Et si les exigences ESG rimaient avec profitabilité  ?

OPINION. L'environnement réglementaire des dernières années concernant les critères ESG (Environnemental, Sociétal et Gouvernance) induit une pression toujours plus importante sur les entreprises pour qu'elles mettent en place des pratiques commerciales plus éthiques et durables, ce qui est parfois perçu comme une contrainte au regard des enjeux de développement de leur activité. Par Caroline Leblanc et Louis-David Magnien, managing directors de Kroll.
(Crédits : DR)

En effet, outre la difficulté de traduire ces exigences en termes opérationnels, les entreprises peuvent légitimement se demander quel est l'impact des exigences ESG sur leur profitabilité. Et ce, tout particulièrement dans un contexte de pression accrue de la part des régulateurs.

Un environnement réglementaire en pleine effervescence

Les obligations pour les entreprises en matière d'ESG se multiplient et se généralisent avec, ces dernières années, l'arrivée de plusieurs lois en Europe, notamment « l'Anti-slavery Act » au Royaume-Uni en 2016, la loi sur le Devoir de Vigilance en France en 2017, la « Child Labour Due Diligence Law » aux Pays-Bas en 2017 et le « Supply Chain Due Diligence Act » en Allemagne en juin 2021.

Plus discrète, une résolution du Parlement européen (1) a été adoptée le 10 mars 2021 sur le devoir de vigilance et la responsabilité des entreprises. Cette institution estime que l'Union devrait adopter de toute urgence des exigences contraignantes imposant aux entreprises d'identifier et de prévenir les effets préjudiciables pour les droits de l'homme, l'environnement et la bonne gouvernance, tout au long de leur chaîne de valeur. Ces exigences contraignantes devraient s'appliquer à l'ensemble des entreprises actives sur le marché intérieur (dans ou hors de l'UE), témoignant de l'affermissement des normes obligeant les acteurs économiques en matière d'ESG, auxquelles les dirigeants ne savent pas toujours quelle réponse opposer.

Mettre en place une approche par les risques pour les due diligences ESG

L'ESG comprend trois grands axes pouvant être eux-mêmes être abordés sous une multitude d'angles : la tâche d'évaluation des tiers selon les critères ESG peut ainsi apparaître difficile à surmonter en raison de la diversité des points devant être évalués.

Pour sa part, l'Union européenne plaide pour la mise en place de procédures proportionnées qui prennent en compte le secteur d'activité, la taille de l'entreprise, la gravité et la probabilité des risques liés au respect des critères ESG inhérents à ses activités, ainsi que le contexte de ses activités, y compris géographique, son modèle économique, sa position dans la chaîne de valeur et la nature de ses produits et services. L'UE propose donc une approche par les risques spécifiques de l'entreprise, devant également se traduire par une évaluation ESG des tiers avec lesquels l'entreprise fait affaires.
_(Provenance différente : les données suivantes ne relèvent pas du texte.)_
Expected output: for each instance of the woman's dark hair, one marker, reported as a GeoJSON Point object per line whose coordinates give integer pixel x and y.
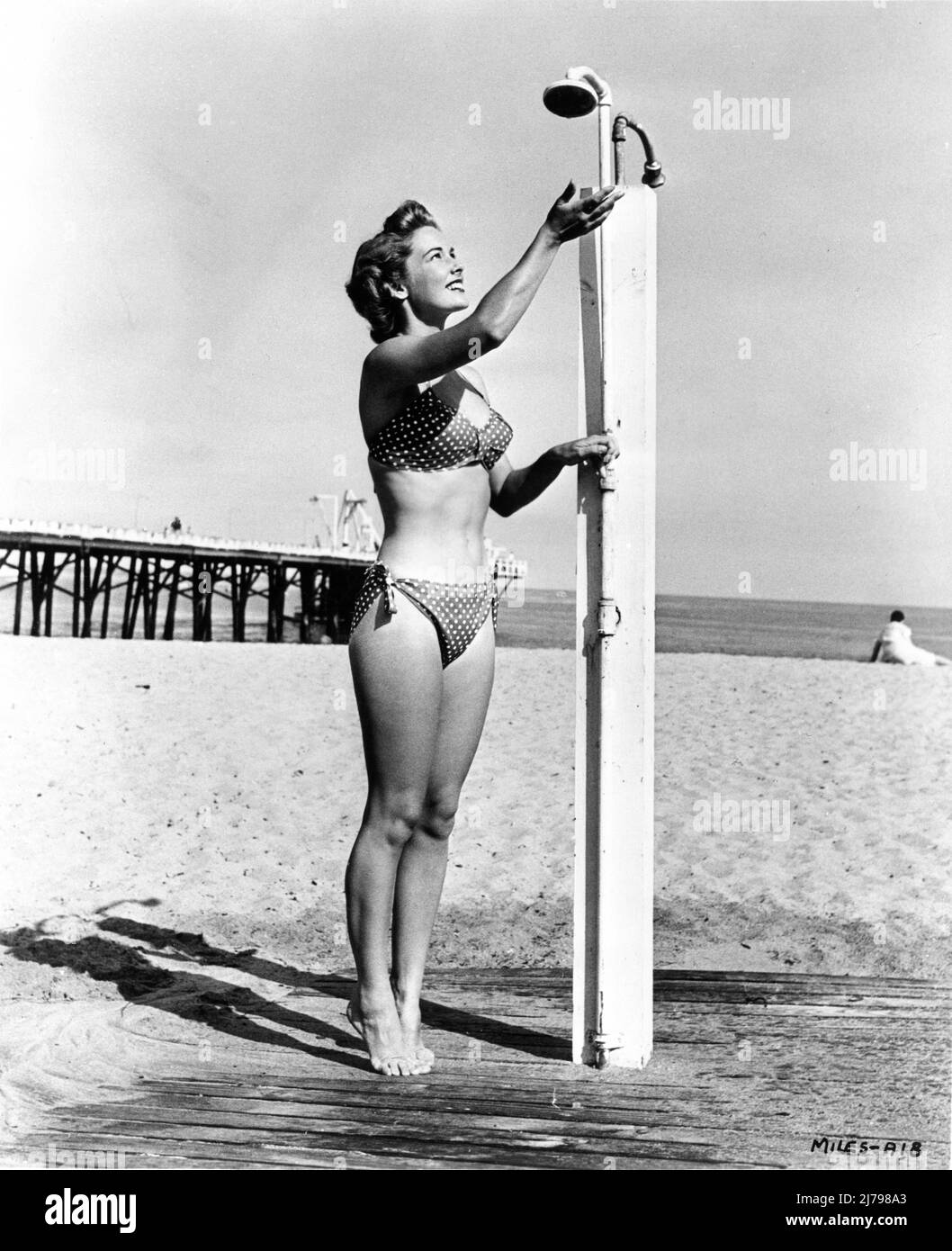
{"type": "Point", "coordinates": [381, 260]}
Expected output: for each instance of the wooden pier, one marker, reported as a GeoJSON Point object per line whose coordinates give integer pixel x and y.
{"type": "Point", "coordinates": [148, 578]}
{"type": "Point", "coordinates": [750, 1071]}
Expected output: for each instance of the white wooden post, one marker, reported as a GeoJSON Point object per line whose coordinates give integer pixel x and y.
{"type": "Point", "coordinates": [615, 674]}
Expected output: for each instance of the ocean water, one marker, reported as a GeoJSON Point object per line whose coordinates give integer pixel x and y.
{"type": "Point", "coordinates": [737, 626]}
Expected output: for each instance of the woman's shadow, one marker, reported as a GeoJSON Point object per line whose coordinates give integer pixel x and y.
{"type": "Point", "coordinates": [198, 997]}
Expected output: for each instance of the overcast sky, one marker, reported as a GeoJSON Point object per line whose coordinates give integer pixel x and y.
{"type": "Point", "coordinates": [134, 233]}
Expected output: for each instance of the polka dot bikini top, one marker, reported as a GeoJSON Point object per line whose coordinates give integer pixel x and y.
{"type": "Point", "coordinates": [429, 435]}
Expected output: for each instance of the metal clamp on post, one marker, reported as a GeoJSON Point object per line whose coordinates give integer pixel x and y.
{"type": "Point", "coordinates": [603, 1045]}
{"type": "Point", "coordinates": [608, 616]}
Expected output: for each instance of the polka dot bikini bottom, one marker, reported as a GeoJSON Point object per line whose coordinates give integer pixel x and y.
{"type": "Point", "coordinates": [457, 609]}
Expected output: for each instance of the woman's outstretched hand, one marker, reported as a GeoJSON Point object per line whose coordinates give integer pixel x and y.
{"type": "Point", "coordinates": [593, 446]}
{"type": "Point", "coordinates": [572, 215]}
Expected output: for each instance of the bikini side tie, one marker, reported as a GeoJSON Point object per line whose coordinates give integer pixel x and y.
{"type": "Point", "coordinates": [391, 590]}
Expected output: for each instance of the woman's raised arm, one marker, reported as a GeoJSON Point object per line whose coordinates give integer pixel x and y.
{"type": "Point", "coordinates": [406, 358]}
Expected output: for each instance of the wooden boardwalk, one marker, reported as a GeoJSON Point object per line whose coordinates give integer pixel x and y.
{"type": "Point", "coordinates": [749, 1071]}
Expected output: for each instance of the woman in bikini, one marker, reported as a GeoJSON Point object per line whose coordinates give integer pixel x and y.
{"type": "Point", "coordinates": [423, 628]}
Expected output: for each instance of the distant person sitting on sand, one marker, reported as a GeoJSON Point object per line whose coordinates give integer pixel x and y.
{"type": "Point", "coordinates": [894, 645]}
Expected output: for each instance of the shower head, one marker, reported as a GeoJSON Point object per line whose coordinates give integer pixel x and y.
{"type": "Point", "coordinates": [570, 98]}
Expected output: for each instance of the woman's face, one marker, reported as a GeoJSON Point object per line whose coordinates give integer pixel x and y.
{"type": "Point", "coordinates": [433, 276]}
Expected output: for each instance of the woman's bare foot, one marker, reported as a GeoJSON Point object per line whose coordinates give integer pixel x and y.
{"type": "Point", "coordinates": [408, 1009]}
{"type": "Point", "coordinates": [378, 1023]}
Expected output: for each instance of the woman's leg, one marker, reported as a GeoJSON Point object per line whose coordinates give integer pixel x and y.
{"type": "Point", "coordinates": [398, 682]}
{"type": "Point", "coordinates": [467, 686]}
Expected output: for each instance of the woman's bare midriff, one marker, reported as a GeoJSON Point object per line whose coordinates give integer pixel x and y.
{"type": "Point", "coordinates": [433, 522]}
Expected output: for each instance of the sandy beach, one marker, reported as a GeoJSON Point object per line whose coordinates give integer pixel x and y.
{"type": "Point", "coordinates": [178, 817]}
{"type": "Point", "coordinates": [217, 789]}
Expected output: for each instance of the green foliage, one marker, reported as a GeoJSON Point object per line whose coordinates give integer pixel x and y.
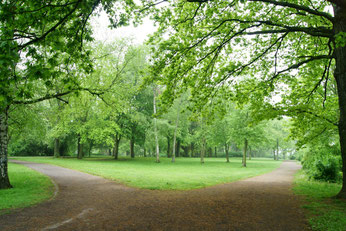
{"type": "Point", "coordinates": [29, 188]}
{"type": "Point", "coordinates": [30, 148]}
{"type": "Point", "coordinates": [324, 214]}
{"type": "Point", "coordinates": [145, 173]}
{"type": "Point", "coordinates": [322, 162]}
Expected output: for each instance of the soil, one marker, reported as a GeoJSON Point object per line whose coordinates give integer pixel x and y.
{"type": "Point", "coordinates": [87, 202]}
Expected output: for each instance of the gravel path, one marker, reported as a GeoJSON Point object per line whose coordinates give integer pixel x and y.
{"type": "Point", "coordinates": [86, 202]}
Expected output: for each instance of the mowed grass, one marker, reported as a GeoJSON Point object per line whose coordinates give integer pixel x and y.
{"type": "Point", "coordinates": [184, 174]}
{"type": "Point", "coordinates": [29, 188]}
{"type": "Point", "coordinates": [324, 213]}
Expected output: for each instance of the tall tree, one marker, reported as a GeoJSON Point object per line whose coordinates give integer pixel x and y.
{"type": "Point", "coordinates": [51, 35]}
{"type": "Point", "coordinates": [288, 41]}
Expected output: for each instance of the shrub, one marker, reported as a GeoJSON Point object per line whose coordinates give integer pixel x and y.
{"type": "Point", "coordinates": [322, 167]}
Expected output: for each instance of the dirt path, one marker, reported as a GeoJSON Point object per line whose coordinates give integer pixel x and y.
{"type": "Point", "coordinates": [87, 202]}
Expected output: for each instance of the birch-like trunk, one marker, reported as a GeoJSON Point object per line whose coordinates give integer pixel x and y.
{"type": "Point", "coordinates": [227, 152]}
{"type": "Point", "coordinates": [340, 77]}
{"type": "Point", "coordinates": [4, 180]}
{"type": "Point", "coordinates": [244, 152]}
{"type": "Point", "coordinates": [155, 130]}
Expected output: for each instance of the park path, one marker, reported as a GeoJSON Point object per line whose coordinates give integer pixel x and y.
{"type": "Point", "coordinates": [87, 202]}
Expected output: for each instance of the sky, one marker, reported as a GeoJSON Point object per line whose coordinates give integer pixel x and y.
{"type": "Point", "coordinates": [103, 33]}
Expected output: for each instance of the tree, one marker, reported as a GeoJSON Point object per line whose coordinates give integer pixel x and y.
{"type": "Point", "coordinates": [294, 47]}
{"type": "Point", "coordinates": [41, 44]}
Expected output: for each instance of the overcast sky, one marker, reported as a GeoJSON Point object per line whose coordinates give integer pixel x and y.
{"type": "Point", "coordinates": [103, 33]}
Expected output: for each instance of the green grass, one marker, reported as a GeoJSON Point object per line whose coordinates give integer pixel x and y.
{"type": "Point", "coordinates": [185, 174]}
{"type": "Point", "coordinates": [29, 188]}
{"type": "Point", "coordinates": [324, 212]}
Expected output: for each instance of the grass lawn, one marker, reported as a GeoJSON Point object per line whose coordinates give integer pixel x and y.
{"type": "Point", "coordinates": [29, 187]}
{"type": "Point", "coordinates": [324, 213]}
{"type": "Point", "coordinates": [186, 173]}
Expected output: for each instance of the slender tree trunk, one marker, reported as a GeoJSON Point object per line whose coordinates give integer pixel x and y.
{"type": "Point", "coordinates": [4, 180]}
{"type": "Point", "coordinates": [168, 147]}
{"type": "Point", "coordinates": [132, 147]}
{"type": "Point", "coordinates": [175, 133]}
{"type": "Point", "coordinates": [90, 148]}
{"type": "Point", "coordinates": [203, 150]}
{"type": "Point", "coordinates": [155, 130]}
{"type": "Point", "coordinates": [340, 77]}
{"type": "Point", "coordinates": [244, 152]}
{"type": "Point", "coordinates": [56, 147]}
{"type": "Point", "coordinates": [277, 149]}
{"type": "Point", "coordinates": [116, 146]}
{"type": "Point", "coordinates": [79, 148]}
{"type": "Point", "coordinates": [227, 152]}
{"type": "Point", "coordinates": [177, 148]}
{"type": "Point", "coordinates": [192, 149]}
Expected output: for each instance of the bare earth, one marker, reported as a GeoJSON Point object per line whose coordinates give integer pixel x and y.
{"type": "Point", "coordinates": [86, 202]}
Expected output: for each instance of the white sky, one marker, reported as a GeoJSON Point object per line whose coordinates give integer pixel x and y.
{"type": "Point", "coordinates": [103, 33]}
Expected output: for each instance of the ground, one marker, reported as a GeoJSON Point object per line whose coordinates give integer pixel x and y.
{"type": "Point", "coordinates": [87, 202]}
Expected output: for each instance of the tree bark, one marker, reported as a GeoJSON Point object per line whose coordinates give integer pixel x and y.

En résumé, l'UE plaide pour une approche pragmatique et non exhaustive ; la nature et l'étendue des due diligences pouvant aussi évoluer dans le temps. Cette approche par les risques permet aussi d'optimiser les coûts relatifs à ces diligences.

Dans le cadre de cette approche, une due diligence ESG ne consisterait donc pas à évaluer tous les critères possibles mais bien à effectuer une sélection des plus pertinents pour les trois pans de l'ESG. Traduit en termes environnementaux, un fournisseur de services sur le cloud sera certainement préoccupé par la consommation énergétique de ses datacenters, alors qu'une chaîne de distribution de vêtements sera potentiellement plus préoccupée par la consommation énergétique des moyens de distribution vers ses points de vente. En revanche, le fournisseur de services sur le cloud qui s'approvisionne en serveurs voudra évaluer ses fournisseurs sur les rejets des déchets toxiques lors des processus de fabrication, tandis que la chaîne de distribution de vêtements sera plus préoccupée par le travail des enfants et les conditions de travail chez ses fournisseurs.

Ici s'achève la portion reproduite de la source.